If music be the food of love, play on... this is Valentine week, but R & B, kwaito, rap and reggae (urban Swaziland's favourites) have been muscled aside on my player by a new CD I just bought: the Byrds live at the Fillmore in 1969 (Sony CK 65910; www.legacyrecordings.com). This recording was released for the first time only a couple of years ago, and I had to order it: it's not the kind of music any store here would stock.
The Byrds are one of my all-time favourite bands, and this 69 line-up produced two studio albums: Dr Byrds and Mr Hyde and The Ballad of Easy Rider. The first of these was, and still is, criminally underrated; the second was described by Billy Altman in The Rolling Stone Record Guide as 'a masterpiece'. Anyway, this band played the Fillmore between the recording of these two albums--just a few days after the release of Dr Byrds. The concert reveals even more clearly what we Byrd-watchers already knew: that the late Byrds' glory and might was Clarence White, and that his accidental death in 1973 was a major loss to music. All of White's strengths are on this album: his use of the string-bender, his drive, fluid lines and pertinent distortion, and above all his musicianship. White played many notes but never random or unthought ones.

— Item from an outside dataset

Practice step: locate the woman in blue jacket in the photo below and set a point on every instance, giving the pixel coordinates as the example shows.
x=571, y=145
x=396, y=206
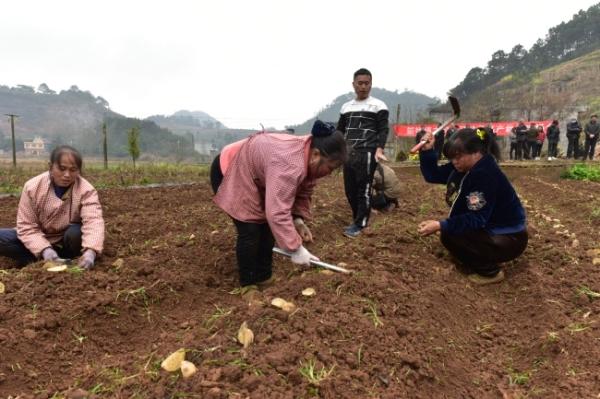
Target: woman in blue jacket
x=487, y=223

But that isn't all that I like about this album and about this band. I rather like this bassist too. I have always though that John York was an ideal replacement for Chris Hillman, the Byrds' original bassist. McGuinn didn't think so, firing York after recording Ballad. That this was a mistake has always been clear to me by comparing Dr Byrds and Ballad to the band's next effort, the double-album Untitled. Until now, people have usually disagreed with me, pointing to Untitled's live sides as evidence of what a great band the 1970's Byrds were. Until now, Untitled's were the only live sides we could listen to. Until now. This Fillmore recording champions my cause--York was always more of a Byrd-sounding bassist than Battin, and this album shows it. The songs that York brought to the band were better than Battin's too.